My wife overheard 2 high school girls on the train yesterday complaining that there was nothing in Susono. The 2 school students are very wrong if they consider the amount of public buildings to be found in the city. However, we are talking about your typical superficial Japanese highschool girls whose worlds' revolve around being sexual sirens and shopping. What they meant was that Susono, compared to nearby Numazu city or Gotemba city, didn't have any big shopping centres or 'outlet stores'; or any big amusement palaces (games, karaoke, cinema etc).
So probably that's there dumb version of what constitutes 'good culture'. Looking around the city, it becomes apparent that local government no doubt in cahoots with pork barrelling politicians consider 'culture' to be massive carbuncular concrete structures that provide jobs for construction workers and plenty of back stratching public funded lucrative contracts.

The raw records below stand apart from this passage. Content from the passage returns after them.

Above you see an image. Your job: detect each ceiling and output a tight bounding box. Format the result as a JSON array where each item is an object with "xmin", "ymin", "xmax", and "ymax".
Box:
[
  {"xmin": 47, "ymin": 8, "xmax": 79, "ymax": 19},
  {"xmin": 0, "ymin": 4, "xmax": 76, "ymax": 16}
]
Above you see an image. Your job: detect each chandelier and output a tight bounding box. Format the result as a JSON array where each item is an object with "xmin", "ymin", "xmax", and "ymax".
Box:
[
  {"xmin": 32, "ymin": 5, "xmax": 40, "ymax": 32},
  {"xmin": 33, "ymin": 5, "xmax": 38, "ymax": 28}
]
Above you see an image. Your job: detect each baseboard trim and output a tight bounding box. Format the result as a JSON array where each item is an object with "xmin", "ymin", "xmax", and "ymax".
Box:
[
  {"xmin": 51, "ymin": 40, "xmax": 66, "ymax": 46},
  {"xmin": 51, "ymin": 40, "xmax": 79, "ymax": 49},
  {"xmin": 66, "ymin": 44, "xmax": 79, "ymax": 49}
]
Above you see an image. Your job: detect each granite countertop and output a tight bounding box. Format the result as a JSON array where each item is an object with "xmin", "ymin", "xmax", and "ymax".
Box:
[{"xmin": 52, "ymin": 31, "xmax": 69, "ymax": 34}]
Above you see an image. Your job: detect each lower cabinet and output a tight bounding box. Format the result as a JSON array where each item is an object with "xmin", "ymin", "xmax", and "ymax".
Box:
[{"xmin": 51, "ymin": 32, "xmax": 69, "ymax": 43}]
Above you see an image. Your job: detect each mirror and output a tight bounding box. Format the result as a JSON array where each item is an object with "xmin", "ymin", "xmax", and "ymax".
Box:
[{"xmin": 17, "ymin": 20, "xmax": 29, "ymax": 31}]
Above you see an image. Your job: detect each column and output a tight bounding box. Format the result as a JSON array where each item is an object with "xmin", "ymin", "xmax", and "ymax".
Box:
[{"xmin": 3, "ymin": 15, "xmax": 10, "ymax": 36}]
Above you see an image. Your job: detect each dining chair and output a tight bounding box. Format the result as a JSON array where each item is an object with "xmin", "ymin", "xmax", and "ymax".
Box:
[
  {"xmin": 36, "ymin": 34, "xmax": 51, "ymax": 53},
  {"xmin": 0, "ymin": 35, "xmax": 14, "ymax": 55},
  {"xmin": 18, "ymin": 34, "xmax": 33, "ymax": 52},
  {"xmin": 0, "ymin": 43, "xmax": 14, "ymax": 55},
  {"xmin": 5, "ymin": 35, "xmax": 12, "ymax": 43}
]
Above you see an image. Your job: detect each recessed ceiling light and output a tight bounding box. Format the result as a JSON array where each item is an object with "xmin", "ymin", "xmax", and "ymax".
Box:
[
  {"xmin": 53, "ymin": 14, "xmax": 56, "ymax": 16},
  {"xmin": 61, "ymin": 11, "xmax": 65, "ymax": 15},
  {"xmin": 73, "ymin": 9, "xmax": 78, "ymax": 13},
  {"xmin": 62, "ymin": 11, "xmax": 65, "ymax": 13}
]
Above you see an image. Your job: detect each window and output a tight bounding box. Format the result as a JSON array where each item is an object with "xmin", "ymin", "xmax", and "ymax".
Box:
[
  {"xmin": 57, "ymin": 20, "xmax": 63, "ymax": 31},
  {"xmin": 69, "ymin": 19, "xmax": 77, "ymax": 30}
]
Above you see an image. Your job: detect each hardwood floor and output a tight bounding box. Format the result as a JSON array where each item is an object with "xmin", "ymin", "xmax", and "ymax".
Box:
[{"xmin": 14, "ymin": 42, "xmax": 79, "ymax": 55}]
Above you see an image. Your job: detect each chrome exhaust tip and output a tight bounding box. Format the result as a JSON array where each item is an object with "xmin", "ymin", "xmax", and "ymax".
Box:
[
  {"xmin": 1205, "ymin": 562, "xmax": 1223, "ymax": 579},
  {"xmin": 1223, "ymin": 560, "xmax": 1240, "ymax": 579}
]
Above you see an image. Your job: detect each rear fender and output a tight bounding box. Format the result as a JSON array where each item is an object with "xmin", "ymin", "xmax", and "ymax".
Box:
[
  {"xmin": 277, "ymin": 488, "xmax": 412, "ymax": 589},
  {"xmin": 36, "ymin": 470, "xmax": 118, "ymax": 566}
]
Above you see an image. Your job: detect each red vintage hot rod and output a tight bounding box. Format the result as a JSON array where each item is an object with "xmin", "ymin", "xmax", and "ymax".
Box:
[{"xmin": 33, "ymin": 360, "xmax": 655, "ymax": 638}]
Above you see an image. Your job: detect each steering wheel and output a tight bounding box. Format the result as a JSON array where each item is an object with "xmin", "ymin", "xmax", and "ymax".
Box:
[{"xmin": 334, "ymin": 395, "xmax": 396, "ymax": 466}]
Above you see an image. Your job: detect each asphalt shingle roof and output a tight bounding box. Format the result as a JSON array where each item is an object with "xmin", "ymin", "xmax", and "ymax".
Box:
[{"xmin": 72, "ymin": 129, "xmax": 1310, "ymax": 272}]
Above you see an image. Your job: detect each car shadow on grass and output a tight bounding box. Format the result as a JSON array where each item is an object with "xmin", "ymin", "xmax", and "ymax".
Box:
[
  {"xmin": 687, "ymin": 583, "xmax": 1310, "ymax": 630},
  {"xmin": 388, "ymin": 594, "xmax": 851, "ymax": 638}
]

Which made me think: "Well back home what makes a city?" Being British my immediate answer is "a cathedral". To widen the perspective to Europe, I guess a city has to have a centre, a church, a musueum, an art gallery, a history - in short a relevance to the cultural heritage of the nation. Certainly not shopping centres or an outbreak of under-used public buildings. A city needs it's own centre of gravity. Well there's temples and shrines in Susono and a small park with waterfalls, but no real centre. Like many Asian cities, the centre seems to be the train station. But it's tiny and only thrives with school children loitering and chewing gum and doing their best to look dumber than they really are. The high street is an unattractive mix of small and failing businesses. Few bars or restaurants; and most tellingly of all, few people. Indeed on any given night in Susono, the streets are empty; and the few eating places are shut or empty. The only real life is to be found around the 24 hour 7-11 where people come to indulge in that spectacularly sad Japanese past time of "tachi yomi", (standing and reading). Yes, believe it or not people get in their cars the size of tanks and drive to a convenience store and spend 40 minutes reading a magazine and then put it back on the racks and not buy anything then get back in their gas guzzling eco-wreckers and drive 3 minutes home. That is culture of a sort, and a very sad one, when you consider it's adults reading cartoons.
Naturally if you are over 60 - which is a lot of Japan, then you have a massive array of events and places to go to enjoy gentle and dull occupations like flower arranging. Or the Japanese oldie can catch a concert of some foreign music they will condescend to like, but whose main purpose is really only to confirm to the old person that the Japanese version of dull and dying culture is infinitely preferrable for the reason only that it is Japanese and thus "unique".
A couple of weeks ago I came into class and said, "What's the main news story this week?" They all brightened up considerably as they told me about some Japanese scientists winning the nobel prize. The plight of the world's financial markets didn't get a mention. There's no connection to the heartbeat of life - only a tired re-working of Japan's most successful propaganda since the war. Namely, how wonderful that they are all the same and so peaceful and so talented because they have so much culture. Just like the city has no real pretenses to having relevance beyond itself, so the majority of the Japanese citizenry has no relevance or interest in the real process of history and world culture. And that's why they have 1 party politics and a racist belief they are a one ethnicity country. The propaganda is far more palatable and palliative than the truth.